Introduction: Exfoliative rejection (ER) of the intestinal graft is associated with significant fluid and electrolyte losses, recurrent sepsis due to microbial translocation and often leads to graft enterectomy, re-transplant or death. The majority of previously reported cases or case series of ER are in paediatrics.
Methods: We present here a case series of ER in adults from a single centre in the UK over the time period 2007-2018. This is a retrospective review of a database containing patient demographics, endoscopy and histology findings and outcomes. ER was diagnosed based on endoscopic findings of widespread areas of denuded mucosa.
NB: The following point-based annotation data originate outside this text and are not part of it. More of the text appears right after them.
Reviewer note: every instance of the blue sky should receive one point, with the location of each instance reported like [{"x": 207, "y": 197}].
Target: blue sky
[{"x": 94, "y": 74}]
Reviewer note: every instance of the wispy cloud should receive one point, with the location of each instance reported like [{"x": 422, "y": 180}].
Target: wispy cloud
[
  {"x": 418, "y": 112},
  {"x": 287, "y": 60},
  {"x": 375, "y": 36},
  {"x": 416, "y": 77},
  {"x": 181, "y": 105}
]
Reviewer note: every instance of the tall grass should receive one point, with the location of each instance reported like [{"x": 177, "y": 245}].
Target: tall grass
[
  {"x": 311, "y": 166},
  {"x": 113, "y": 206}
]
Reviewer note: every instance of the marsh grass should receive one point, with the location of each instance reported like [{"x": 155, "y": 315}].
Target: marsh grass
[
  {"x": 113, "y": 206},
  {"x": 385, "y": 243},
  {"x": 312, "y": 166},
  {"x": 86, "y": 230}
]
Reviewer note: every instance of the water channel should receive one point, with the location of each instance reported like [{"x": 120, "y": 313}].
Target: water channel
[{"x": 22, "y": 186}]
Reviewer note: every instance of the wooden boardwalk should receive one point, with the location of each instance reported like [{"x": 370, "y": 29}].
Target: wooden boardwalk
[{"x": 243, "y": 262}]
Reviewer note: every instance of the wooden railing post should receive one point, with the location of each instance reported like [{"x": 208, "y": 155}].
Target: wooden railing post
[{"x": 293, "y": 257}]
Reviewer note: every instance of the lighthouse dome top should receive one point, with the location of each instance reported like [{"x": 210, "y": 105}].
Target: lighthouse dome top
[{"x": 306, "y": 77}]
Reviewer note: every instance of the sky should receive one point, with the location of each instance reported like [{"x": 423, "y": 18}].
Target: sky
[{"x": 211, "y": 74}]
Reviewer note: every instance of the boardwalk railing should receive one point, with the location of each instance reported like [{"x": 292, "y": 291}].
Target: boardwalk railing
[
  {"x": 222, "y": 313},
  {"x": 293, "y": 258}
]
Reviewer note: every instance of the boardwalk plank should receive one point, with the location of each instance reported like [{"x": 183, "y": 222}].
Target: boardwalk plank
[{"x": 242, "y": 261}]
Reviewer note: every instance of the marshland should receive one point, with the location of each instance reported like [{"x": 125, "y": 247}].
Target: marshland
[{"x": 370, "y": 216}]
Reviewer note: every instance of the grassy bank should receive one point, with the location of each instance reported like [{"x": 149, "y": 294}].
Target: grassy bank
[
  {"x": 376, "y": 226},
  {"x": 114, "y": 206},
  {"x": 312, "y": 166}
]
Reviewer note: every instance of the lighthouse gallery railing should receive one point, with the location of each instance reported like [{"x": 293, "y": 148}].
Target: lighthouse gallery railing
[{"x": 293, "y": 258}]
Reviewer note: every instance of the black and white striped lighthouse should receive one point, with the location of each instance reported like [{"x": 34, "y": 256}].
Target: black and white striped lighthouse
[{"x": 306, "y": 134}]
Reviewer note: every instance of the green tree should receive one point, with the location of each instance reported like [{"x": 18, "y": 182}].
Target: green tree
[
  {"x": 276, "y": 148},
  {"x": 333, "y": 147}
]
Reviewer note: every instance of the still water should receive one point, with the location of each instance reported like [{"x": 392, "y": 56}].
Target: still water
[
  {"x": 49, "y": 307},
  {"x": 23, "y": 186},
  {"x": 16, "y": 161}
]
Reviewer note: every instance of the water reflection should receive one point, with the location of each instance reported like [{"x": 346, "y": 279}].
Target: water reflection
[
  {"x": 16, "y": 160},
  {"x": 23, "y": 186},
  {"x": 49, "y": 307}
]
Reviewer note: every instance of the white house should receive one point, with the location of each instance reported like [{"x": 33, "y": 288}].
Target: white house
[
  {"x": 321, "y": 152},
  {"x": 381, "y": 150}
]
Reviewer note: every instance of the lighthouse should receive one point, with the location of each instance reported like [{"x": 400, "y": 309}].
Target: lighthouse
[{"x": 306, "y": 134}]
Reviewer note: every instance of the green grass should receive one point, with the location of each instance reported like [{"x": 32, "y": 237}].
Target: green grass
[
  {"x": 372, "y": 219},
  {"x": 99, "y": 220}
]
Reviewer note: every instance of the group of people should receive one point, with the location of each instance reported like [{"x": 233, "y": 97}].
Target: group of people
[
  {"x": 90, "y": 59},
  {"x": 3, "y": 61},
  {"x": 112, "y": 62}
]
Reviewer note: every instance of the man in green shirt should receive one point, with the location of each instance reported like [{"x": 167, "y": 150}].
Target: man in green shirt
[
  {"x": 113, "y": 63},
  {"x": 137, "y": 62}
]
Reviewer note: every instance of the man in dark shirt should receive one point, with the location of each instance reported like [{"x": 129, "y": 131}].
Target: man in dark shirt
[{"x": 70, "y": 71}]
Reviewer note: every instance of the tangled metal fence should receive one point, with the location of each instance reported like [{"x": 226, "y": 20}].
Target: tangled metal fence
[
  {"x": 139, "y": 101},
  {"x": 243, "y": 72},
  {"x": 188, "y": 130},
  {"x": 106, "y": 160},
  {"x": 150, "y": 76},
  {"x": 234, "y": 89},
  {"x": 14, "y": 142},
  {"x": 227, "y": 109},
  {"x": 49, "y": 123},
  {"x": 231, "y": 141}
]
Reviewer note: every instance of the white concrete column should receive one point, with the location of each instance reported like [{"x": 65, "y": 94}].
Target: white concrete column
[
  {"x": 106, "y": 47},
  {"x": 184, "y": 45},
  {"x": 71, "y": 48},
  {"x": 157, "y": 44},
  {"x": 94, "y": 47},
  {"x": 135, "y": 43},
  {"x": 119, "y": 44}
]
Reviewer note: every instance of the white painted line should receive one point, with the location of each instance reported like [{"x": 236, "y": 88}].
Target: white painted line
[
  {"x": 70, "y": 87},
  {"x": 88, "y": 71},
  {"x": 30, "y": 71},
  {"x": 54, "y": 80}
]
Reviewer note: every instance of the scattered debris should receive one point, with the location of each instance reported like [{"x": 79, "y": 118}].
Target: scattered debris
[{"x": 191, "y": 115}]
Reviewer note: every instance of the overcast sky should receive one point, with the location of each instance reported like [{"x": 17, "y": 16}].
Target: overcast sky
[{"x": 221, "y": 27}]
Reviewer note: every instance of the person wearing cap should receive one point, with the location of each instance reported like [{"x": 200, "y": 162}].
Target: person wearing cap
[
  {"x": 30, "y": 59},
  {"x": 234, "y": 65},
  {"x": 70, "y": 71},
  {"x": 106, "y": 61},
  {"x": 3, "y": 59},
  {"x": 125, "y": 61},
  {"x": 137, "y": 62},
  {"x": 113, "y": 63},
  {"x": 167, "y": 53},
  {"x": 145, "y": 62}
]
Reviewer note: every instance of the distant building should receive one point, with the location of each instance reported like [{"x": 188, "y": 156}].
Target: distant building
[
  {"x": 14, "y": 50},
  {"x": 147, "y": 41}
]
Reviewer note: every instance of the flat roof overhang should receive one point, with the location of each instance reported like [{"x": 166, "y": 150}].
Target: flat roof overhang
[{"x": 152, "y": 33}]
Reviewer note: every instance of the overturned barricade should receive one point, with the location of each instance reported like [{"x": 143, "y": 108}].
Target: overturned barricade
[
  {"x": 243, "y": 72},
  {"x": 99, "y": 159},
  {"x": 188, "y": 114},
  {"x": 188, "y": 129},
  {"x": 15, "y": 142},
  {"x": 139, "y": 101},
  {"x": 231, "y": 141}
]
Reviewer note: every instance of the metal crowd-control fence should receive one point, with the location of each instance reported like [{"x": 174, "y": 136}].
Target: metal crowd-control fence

Results: 84 patients were transplanted in the specified time period: 34 MVT, 13 Liver/Intestine, 11 MMVT, 25 Intestine only. 7 patients (8.3%) experienced an episode of ER. Precipitating reasons for ER were immunosuppression switch (2), non-compliance (2), low immunosuppression levels because of comorbidity (2) and in one case the patient had concurrent severe adenovirus infection. It is not clear whether the viral infection triggered rejection.
All patients received pulsed steroids. 4/7 patients received second line treatment with Alemtuzumab (1) or Anti-Thymocyte Globulin (3). 3 patients underwent repeat transplant of which one had graft enterectomy 3 weeks prior to the second transplant. 2 further patients had limited graft resection due to strictures and had subsequent full graft function. The only death related to ER occurred in the patient with concurrent adenovirus who developed a recurrence of this following re-transplant. All patients required parenteral nutrition and often additional fluids and electrolyte replacement due to the large volume stomal losses (often in excess of 5 litres per day) until recovery or re-transplant.
Conclusion: Exfoliative rejection in this case series frequently occurred in the setting of overall lower immunosuppression than would be desirable. In some cases this was unavoidable, but every effort should be made to support patient adherence to treatment and to provide general psychological support. Historically, switching immunosuppression has been a potential trigger for severe/exfoliative rejection in our unit. Protocols are now in place for managing switches and since these have been instigated, no episodes of rejection have occurred in this context. Reducing immunosuppression due to co-morbidity is always a difficult decision and should be made within a full multidisciplinary setting.